Le film sous le bras, accompagné de ses deux fidèles amis, Sam parcourt le Michigan, démarchant les producteurs potentiels. Dans un premier temps, les réactions sont timides, voire indifférentes. Sam sollicite, alors, tous ceux qui peuvent avoir un peu d’argent, comme les dentistes, les médecins, les coiffeurs, les avocats… En gros, il est l’inventeur du Crow funding non virtuel. Comme quoi, l’on a rien inventé ! Et ça marche ! Le réalisateur obtient l’accord de réaliser son film.

En 1979, Sam Raimi, après avoir écrit un scénario minimaliste, installe sa caméra et convoque Bruce Campbell pour le premier rôle ainsi que d’autres acteurs, tous débutants. Le tournage est prévu pour durer quelques semaines or il s’étalera sur 12 mois.

Sam Raimi connaît des contraintes de temps et d’argent. Parfois, il est obligé de filmer des heures la nuit. L’équipe s’octroie de courtes pauses pendant la journée, puis recommence le soir. Les actrices se plaignent de ce rythme infernal. Quant à Bruce, le fidèle compagnon, il est dans son élément. Sur le plateau, la bonne ambiance règne entre les deux compagnons. Entre les prises, ils se lancent des blagues, décompressent. Le budget serré ne permet pas d’éviter certains problèmes, notamment ceux des effets maquillages. Pour les résoudre, Sam aura recours au fameux système D, à son imagination et surtout à la générosité des proches, comme sa mère qui lui prêtera la voiture que l’on voit dans le film.

Le tournage s’interrompt pendant 4 mois et reprend toujours à un rythme effréné.

Une fois achevé, le film passe sur la table de montage, avant d’être finalisé en 1981, après de longs mois de travail pour peaufiner les détails.

Enfin, en octobre 1981, le film est diffusé aux États-Unis et tout de suite la mayonnaise prend. Après la première projection, les spectateurs sortent indignés, d’autres fascinés, mais on parle du film, et c’est bien là le plus important.

Les fans de films d’horreur voient dans Evil Dead une œuvre emblématique, de celle qui va révolutionner le genre.

En mai 1982, Evil Dead est projeté au Festival de Cannes, où il fait une entrée très remarquée. Stephen King l’adore et le défend.

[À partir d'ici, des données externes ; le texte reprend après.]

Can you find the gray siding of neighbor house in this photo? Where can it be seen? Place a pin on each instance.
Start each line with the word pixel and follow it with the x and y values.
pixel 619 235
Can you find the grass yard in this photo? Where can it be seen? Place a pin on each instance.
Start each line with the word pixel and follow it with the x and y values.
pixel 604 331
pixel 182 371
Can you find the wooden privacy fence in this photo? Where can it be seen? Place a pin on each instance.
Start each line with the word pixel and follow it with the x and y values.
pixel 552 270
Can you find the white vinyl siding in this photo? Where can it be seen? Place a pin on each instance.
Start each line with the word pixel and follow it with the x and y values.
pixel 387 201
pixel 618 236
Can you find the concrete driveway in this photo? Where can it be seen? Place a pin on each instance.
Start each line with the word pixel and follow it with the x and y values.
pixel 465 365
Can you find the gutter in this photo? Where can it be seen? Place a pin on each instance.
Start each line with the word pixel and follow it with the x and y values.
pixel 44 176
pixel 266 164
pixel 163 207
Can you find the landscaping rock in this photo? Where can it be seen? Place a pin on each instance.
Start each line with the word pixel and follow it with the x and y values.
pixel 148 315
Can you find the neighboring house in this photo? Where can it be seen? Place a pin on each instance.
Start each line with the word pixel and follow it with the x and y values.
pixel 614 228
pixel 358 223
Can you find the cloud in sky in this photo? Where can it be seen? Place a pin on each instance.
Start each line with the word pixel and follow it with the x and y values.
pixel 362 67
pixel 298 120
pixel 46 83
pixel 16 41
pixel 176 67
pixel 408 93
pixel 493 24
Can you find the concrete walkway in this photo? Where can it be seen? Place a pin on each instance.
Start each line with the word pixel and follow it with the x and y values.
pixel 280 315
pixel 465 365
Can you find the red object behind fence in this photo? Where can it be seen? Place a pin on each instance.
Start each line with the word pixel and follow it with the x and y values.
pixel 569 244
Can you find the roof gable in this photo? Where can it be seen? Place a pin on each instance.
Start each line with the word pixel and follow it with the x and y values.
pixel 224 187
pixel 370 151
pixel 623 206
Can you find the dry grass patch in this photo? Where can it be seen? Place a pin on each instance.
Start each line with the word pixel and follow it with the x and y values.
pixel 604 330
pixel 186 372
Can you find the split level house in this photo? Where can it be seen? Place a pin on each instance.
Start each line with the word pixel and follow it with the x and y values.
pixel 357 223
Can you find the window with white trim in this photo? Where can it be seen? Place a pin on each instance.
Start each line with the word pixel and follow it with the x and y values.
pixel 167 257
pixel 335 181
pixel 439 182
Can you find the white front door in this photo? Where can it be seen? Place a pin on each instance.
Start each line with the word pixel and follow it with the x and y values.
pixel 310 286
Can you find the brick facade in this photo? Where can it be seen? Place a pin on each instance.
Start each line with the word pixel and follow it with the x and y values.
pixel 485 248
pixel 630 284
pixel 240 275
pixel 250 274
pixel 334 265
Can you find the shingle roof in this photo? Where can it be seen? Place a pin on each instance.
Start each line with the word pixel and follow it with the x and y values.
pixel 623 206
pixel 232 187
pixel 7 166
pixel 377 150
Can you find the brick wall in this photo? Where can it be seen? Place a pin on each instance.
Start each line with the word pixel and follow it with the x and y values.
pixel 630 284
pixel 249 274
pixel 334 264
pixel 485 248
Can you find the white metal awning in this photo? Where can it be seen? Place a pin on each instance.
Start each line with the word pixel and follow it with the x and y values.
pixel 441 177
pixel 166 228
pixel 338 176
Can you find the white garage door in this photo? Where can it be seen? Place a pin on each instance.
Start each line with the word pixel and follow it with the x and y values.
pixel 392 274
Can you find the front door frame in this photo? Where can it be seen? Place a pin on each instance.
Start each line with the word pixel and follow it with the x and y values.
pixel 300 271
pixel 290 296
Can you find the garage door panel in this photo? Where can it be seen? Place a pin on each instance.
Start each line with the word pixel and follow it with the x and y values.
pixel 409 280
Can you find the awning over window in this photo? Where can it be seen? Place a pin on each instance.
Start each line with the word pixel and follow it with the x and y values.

Evil Dead est devenu un mythe, a créé un mythe et par la même occasion une icône, incarnée par Ash, le personnage joué par Bruce Campbell. Il contourne les conventions et les usages des films du genre, en amenant un décor unique, des personnages sans psychologie, sauf le héros qui a un profil, un sens du rythme détonnant, des travellings à tout va, des mouvements de caméra tout à fait délirants…

C’est simple, Evil Dead est l’exact opposé des films fantastiques anglais des années 70 où tout est suggéré, tout est lent. Que l’on aime ou l’on n’aime pas, le film ne laisse pas indifférent. Ici, il se passe tout le temps quelque chose, le spectateur n’a pas le temps de souffler, les temps morts sont bannis. Les effets sonores sont audacieux, une place majeure est accordée au hors champ.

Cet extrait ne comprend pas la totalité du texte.